Çoğunluk dinliyor mu? Dinlemiyor! Dinlemiyorsa da onlar anlatmaya devam edeceklerdir. “Madem cemaat bizi dinlemiyor, öyle ise anlatmayalım!” veya “Biz de müsriflere, faizcilere iltihak edelim!” diyebilirler mi? Diyemezler.
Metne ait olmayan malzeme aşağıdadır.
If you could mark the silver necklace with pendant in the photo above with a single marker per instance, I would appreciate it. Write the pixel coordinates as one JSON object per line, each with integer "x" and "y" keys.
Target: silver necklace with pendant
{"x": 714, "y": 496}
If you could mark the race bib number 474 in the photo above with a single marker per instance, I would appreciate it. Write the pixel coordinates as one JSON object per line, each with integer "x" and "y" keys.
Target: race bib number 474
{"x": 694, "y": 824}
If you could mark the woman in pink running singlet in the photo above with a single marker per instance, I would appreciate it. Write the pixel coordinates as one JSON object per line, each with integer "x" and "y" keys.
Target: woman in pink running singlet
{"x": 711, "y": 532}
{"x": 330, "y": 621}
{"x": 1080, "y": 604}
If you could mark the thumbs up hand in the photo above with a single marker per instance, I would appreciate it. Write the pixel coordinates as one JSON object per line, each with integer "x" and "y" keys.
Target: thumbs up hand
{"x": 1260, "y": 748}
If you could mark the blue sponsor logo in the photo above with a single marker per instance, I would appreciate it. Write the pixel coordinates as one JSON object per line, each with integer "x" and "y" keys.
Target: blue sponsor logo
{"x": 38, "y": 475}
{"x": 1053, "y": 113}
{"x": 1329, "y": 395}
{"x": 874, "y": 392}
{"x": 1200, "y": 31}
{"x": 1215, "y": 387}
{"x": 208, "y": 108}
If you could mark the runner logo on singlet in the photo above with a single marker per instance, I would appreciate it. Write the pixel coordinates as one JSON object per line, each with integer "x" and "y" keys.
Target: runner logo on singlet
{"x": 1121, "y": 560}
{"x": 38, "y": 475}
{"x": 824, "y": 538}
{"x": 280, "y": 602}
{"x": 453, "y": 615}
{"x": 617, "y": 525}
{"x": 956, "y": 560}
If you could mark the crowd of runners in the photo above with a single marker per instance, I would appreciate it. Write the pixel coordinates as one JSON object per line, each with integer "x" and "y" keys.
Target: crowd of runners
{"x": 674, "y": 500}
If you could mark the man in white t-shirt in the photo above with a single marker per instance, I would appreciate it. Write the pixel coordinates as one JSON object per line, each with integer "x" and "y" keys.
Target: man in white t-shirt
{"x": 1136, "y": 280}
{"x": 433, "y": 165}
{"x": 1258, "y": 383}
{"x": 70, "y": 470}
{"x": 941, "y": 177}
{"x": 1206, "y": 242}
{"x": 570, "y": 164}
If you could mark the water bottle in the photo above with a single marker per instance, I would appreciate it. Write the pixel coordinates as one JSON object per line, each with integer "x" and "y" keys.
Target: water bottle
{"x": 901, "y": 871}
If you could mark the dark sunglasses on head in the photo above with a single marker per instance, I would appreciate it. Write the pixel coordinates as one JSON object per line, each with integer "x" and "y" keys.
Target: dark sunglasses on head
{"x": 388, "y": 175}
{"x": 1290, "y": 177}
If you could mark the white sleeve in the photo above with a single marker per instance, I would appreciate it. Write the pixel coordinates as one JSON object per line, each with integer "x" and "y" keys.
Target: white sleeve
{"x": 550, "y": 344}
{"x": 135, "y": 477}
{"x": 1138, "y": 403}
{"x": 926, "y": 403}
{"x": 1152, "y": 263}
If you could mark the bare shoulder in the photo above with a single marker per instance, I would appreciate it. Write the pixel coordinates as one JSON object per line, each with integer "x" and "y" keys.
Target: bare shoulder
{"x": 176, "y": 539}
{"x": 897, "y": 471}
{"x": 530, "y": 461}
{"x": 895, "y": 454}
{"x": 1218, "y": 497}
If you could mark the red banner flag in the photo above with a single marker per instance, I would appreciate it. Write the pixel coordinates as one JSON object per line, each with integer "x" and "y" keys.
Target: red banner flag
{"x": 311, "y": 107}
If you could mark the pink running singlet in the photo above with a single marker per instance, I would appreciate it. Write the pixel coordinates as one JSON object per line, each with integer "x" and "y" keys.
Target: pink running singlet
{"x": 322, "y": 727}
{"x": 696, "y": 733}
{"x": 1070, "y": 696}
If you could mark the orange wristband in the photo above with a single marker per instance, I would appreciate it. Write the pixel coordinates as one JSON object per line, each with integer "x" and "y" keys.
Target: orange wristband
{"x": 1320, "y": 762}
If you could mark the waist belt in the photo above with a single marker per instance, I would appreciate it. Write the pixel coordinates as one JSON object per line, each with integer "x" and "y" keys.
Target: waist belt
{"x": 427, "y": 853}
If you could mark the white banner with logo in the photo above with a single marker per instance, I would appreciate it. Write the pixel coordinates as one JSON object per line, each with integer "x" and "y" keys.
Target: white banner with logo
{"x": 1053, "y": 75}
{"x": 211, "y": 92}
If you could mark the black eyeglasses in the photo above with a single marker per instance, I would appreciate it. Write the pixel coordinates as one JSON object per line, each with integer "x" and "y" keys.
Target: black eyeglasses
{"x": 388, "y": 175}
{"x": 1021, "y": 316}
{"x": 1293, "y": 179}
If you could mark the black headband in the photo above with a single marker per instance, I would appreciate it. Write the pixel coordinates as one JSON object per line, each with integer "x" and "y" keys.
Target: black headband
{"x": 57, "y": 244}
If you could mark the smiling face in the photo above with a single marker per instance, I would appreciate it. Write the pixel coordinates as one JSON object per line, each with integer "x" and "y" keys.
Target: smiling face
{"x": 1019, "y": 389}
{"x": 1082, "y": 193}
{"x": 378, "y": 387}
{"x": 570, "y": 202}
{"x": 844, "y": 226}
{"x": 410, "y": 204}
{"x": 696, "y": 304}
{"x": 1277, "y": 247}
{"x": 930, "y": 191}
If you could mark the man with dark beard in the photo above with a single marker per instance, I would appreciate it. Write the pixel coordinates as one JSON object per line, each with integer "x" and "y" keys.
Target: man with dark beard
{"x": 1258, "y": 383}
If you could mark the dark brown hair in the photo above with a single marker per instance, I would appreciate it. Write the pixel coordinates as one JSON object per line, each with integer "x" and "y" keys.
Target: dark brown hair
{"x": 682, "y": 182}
Onlar anlatmaya devam edeceklerdir!
Doktorlar hastalara, “Perhiz yapın, sağlık kurallarına dikkat edin; önemli olan hastalığa yakalanmamak, mikroplardan uzak kalmaktır; günde en az yarım saat yürüyüş yapın, sigara içmeyin, hastalandığınızda da şu, şu tedavileri yaptırın!” diye tavsiye ederler.
Hastalar dinlemezse de onlar anlatmaya, tedaviye, reçete yazmaya devam edeceklerdir. “Madem bizi dinlemiyorlar, biz de anlatmıyoruz; hatta sağlık kurallarını terk ediyoruz.
Biz de asrın vaizi, tabibi Bediüzzaman’ın Kur’ânî ve Nebevî içtimaî, siyasî ölçülerini anlamaya, anlatmaya, yaşamaya, uymaya devam etmeliyiz! Kalabalıklara ittiba edemeyiz! Değil mi?
Bizim işimiz anlatmaktır, sonuç almak değil. Bizim vazifemiz tebliğdir, kabul ettirmek değil.
Kâinat Sahibi ve Mutasarrıfının peygamberlere verdiği emir, “yalnızca tebliğdir”, kabul ettirmek, hidayete erdirmek değildir. Allah’ın peygamberlere vermediği imtiyazı, yetkiyi biz kendimizde vehmedemeyiz!
Biz işimizi yapalım, zira, işimizi yapıp yapmamakla imtihandayız, sonuç - alıp - almamakla değil.) Herşeyin bir vakt-i merhunu vardır.
Müceddidî içtimaî, siyasî ölçü, prensip ve stratejilere mi uyacağız; nefsimize mi, “yalancı, gaddar, zalim, menfaat üzerine dönen canavar siyaseti” uygulayanlara mı destek verip - vermemekle imtihandayız!